In this case report, we described a very rare anatomic finding that was classified as type III of Ogura, as the EDBM was inserted on the middle finger. Symptoms were mostly justified by ascapholunate ligament instability but, as shown previously, it could also be explained by the presence of an anatomical variation in the fourth compartment. We decided not to reset the EDBM but decompress it and observe the resolution of symptoms. Since then, the patient has improved function of the hand as a metal worker with no limiting pain.

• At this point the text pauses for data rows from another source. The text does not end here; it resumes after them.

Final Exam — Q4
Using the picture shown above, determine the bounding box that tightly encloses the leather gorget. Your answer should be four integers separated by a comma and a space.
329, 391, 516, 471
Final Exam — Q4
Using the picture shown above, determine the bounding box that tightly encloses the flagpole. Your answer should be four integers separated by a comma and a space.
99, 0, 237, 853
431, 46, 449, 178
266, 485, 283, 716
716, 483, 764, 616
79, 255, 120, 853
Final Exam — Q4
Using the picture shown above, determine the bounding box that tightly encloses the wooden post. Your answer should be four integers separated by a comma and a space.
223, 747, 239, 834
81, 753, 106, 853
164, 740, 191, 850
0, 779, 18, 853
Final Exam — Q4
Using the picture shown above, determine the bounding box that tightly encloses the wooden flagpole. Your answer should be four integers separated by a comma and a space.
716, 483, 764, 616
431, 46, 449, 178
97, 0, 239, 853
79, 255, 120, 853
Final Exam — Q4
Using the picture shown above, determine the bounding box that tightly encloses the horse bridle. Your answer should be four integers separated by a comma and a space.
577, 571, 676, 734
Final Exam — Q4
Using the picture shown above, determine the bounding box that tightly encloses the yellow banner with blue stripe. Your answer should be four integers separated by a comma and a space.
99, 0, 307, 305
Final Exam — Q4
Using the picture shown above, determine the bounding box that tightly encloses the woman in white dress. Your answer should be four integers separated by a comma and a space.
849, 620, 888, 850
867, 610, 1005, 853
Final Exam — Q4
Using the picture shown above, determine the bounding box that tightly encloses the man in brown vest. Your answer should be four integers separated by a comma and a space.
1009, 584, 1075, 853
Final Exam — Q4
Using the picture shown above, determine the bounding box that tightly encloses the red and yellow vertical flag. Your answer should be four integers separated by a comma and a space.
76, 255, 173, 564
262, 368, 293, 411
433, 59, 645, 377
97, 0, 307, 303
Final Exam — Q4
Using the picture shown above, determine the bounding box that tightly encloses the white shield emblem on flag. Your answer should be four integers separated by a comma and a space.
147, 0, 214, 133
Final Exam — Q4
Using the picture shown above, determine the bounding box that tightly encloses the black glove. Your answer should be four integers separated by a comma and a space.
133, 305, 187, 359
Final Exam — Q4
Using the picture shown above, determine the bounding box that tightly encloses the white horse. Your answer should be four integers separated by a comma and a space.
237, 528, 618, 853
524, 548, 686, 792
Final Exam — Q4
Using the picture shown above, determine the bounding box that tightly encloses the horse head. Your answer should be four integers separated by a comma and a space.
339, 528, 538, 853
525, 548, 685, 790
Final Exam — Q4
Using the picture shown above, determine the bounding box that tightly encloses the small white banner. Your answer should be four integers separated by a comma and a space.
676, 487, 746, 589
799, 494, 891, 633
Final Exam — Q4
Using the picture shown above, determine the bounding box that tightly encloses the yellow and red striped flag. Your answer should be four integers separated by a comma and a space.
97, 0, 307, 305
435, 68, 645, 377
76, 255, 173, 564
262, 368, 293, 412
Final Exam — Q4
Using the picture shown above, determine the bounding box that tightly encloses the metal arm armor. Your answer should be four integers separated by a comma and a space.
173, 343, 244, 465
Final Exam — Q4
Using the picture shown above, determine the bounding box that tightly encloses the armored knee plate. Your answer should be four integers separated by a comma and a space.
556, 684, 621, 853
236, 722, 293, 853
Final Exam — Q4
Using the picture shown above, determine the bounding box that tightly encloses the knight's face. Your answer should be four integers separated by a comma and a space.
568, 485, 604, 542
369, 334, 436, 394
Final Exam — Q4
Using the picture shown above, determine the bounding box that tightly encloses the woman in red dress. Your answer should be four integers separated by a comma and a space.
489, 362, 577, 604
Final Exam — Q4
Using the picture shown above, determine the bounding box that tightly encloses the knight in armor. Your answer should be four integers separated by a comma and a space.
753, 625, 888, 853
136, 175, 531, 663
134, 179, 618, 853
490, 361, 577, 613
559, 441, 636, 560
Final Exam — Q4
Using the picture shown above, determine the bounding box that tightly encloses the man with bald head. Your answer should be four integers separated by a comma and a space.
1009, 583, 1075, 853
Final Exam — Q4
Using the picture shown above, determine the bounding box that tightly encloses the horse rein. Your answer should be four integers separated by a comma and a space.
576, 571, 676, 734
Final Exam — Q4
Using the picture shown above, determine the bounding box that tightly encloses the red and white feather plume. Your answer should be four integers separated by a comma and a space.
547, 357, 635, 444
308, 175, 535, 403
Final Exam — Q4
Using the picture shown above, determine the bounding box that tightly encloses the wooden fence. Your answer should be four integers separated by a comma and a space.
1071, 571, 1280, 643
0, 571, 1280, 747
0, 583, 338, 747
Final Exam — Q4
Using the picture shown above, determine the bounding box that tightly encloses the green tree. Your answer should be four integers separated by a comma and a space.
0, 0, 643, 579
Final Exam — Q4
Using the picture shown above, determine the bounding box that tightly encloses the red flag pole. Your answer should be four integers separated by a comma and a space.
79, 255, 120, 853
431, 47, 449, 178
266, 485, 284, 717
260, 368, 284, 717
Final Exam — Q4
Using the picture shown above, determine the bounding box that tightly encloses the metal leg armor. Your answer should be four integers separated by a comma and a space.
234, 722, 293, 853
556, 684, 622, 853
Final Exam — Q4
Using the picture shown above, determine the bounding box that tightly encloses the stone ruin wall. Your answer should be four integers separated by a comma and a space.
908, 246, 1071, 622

The knowledge of anatomical variant muscles may be important when one is assessing the traumatized or diseased hand for differential diagnosis, and even reduce the number of repeat trips to the operating room. Therefore, as we faced a rare anomaly during a trauma procedure, the awareness of its prevalence would be an added value for hand surgeons in their surgical planning. This article presents surgeons with the possibility of the existence of extensor digitorum brevis manus as a cause of symptoms in the hand or as an occasional finding during surgical procedures, in addition to its review of the literature, in order to enhance diagnoses and treatments of the hand.